Telescopes and space missions

South Africa opens new ‘eye’ on southern skies

06 Jun 2018
The MeerLICHT telescope
Shine on: The MeerLICHT telescope will search for supernovae and other extreme astronomical events. (Courtesy: MeerLICHT collaboration)

South Africa has inaugurated a new optical telescope that will scan the southern sky for supernovae and other extreme events. The 65 cm MeerLICHT (meaning “more light” in Dutch) telescope, which features a 110 megapixel camera, was inaugurated in late May at the South African Astronomical Observatory, near Sutherland.

The telescope will team up with the MeerKAT radio-telescope array – the country’s precursor to the Square Kilometre Array, which is currently being built – to search for cosmic explosions in both the radio and optical data and get a better understanding of the physics of these energetic events.
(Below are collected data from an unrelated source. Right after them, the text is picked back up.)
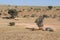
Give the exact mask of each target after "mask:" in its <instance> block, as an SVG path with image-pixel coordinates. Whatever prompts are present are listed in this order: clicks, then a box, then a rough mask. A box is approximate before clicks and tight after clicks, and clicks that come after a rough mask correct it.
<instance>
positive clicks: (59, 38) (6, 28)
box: [0, 18, 60, 40]
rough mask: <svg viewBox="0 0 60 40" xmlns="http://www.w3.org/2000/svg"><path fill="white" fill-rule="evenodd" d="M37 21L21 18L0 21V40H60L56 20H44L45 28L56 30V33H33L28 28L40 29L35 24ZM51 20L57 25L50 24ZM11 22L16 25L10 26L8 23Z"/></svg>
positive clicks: (50, 18)
mask: <svg viewBox="0 0 60 40" xmlns="http://www.w3.org/2000/svg"><path fill="white" fill-rule="evenodd" d="M35 19H36V18H33V19H32V18H29V19H28V18H21V19H18V20H14V19H11V20H9V19H0V20H1V21H0V40H60V32H59V30H60V27H59V23H57V21H56V20H55V19H51V18H50V20H49V19H46V20H44V27H45V28H46V27H51V28H53V29H56V31H54V32H48V31H42V30H37V31H31V30H30V29H26V28H27V27H28V28H33V27H34V28H38V27H37V25H36V24H35V23H34V20H35ZM47 20H48V22H47ZM51 20H55V21H56V23H57V24H56V23H55V22H54V21H52V22H50V21H51ZM11 21H14V22H15V23H16V25H15V26H8V25H9V24H8V23H9V22H11ZM48 24H49V25H48ZM52 24H54V25H52ZM56 26H57V27H56ZM44 27H43V28H44Z"/></svg>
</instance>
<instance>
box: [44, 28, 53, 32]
mask: <svg viewBox="0 0 60 40" xmlns="http://www.w3.org/2000/svg"><path fill="white" fill-rule="evenodd" d="M45 30H46V31H49V32H52V31H53V29H52V28H46V29H45Z"/></svg>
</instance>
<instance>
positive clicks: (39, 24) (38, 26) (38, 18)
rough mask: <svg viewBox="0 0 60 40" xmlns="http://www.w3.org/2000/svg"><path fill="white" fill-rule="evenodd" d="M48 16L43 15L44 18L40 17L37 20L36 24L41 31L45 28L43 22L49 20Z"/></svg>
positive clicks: (46, 15) (35, 20) (43, 17)
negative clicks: (47, 17)
mask: <svg viewBox="0 0 60 40" xmlns="http://www.w3.org/2000/svg"><path fill="white" fill-rule="evenodd" d="M47 17H48V16H47V15H42V16H39V18H37V19H36V20H35V23H36V24H37V25H38V27H39V29H42V27H43V20H44V18H47Z"/></svg>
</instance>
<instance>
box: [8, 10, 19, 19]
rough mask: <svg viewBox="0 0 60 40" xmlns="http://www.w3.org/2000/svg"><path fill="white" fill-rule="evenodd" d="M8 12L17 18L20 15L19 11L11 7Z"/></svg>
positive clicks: (12, 17) (11, 17) (9, 13)
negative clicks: (19, 14) (13, 8)
mask: <svg viewBox="0 0 60 40" xmlns="http://www.w3.org/2000/svg"><path fill="white" fill-rule="evenodd" d="M8 14H10V15H11V18H15V17H16V16H17V15H18V12H17V10H16V9H9V10H8Z"/></svg>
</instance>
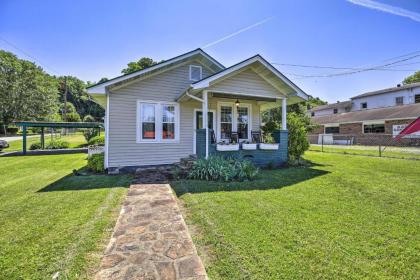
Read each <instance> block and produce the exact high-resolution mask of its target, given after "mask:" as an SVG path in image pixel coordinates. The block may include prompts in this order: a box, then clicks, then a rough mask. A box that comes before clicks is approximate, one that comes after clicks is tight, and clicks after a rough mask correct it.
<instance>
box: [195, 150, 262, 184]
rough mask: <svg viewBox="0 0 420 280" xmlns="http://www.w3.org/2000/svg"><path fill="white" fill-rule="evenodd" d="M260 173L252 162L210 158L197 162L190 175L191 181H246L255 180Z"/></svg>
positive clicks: (237, 160)
mask: <svg viewBox="0 0 420 280" xmlns="http://www.w3.org/2000/svg"><path fill="white" fill-rule="evenodd" d="M258 173H259V170H258V168H257V167H255V166H254V165H253V164H252V163H251V162H250V161H247V160H239V159H226V158H224V157H222V156H210V157H209V158H208V159H199V160H197V161H196V162H195V163H194V164H193V166H192V168H191V171H190V172H189V174H188V178H189V179H196V180H206V181H225V182H228V181H245V180H252V179H254V178H255V177H256V176H257V175H258Z"/></svg>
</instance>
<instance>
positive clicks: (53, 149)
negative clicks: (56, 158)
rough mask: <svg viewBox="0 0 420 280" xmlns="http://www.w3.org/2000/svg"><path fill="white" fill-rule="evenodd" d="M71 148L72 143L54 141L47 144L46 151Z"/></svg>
mask: <svg viewBox="0 0 420 280" xmlns="http://www.w3.org/2000/svg"><path fill="white" fill-rule="evenodd" d="M69 146H70V143H69V142H67V141H63V140H58V139H57V140H52V141H50V142H48V143H47V145H46V146H45V148H46V149H49V150H55V149H67V148H68V147H69Z"/></svg>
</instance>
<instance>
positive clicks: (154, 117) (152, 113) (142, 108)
mask: <svg viewBox="0 0 420 280" xmlns="http://www.w3.org/2000/svg"><path fill="white" fill-rule="evenodd" d="M141 122H142V123H141V126H142V132H141V133H142V134H141V137H142V139H156V104H147V103H143V104H141Z"/></svg>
“Such a coupling of an optical telescope to a radio telescope has not been done before on this scale,” says Patrick Woudt, co-principal investigator of the MeerLICHT telescope, who is based at the University of Cape Town. “To match the wide field of view of the MeerKAT telescope, we required a special optical design of the telescope, which gives us nearly three square degrees on the sky with a single detector.”

Developing human capital and multi-wavelength astronomy is a great strategy

Arvind Vimal Ramessur

Woudt adds that MeerLICHT will also serve as a prototype for an array of three similar telescopes that will be placed at an observatory in Chile to search for optical counterparts of gravitational waves.

A better perspective

Arvind Vimal Ramessur, an astronomer based at the Hartebeesthoek Radio Astronomy Observatory near Johannesburg, who is not part of the project, says the launch of MeerLICHT is another milestone in astronomy, especially for Southern African astronomers and engineers. “Observations of the sky made with different wavelength will give us a better perspective and provide us with additional information of any sources of interest,” he says. “Developing human capital and multi-wavelength astronomy is a great strategy. Such endeavours mean more training programmes and projects for our young Southern African graduates to pursue research in astronomy and engineering.”

The MeerLICHT consortium is a collaboration between the European Research Council, the Netherlands Research School for Astronomy, Netherlands Organisation for Scientific Research, South African Astronomical Observatory and the universities of Amsterdam, Cape Town, Manchester, Oxford and Radboud Nijmegen.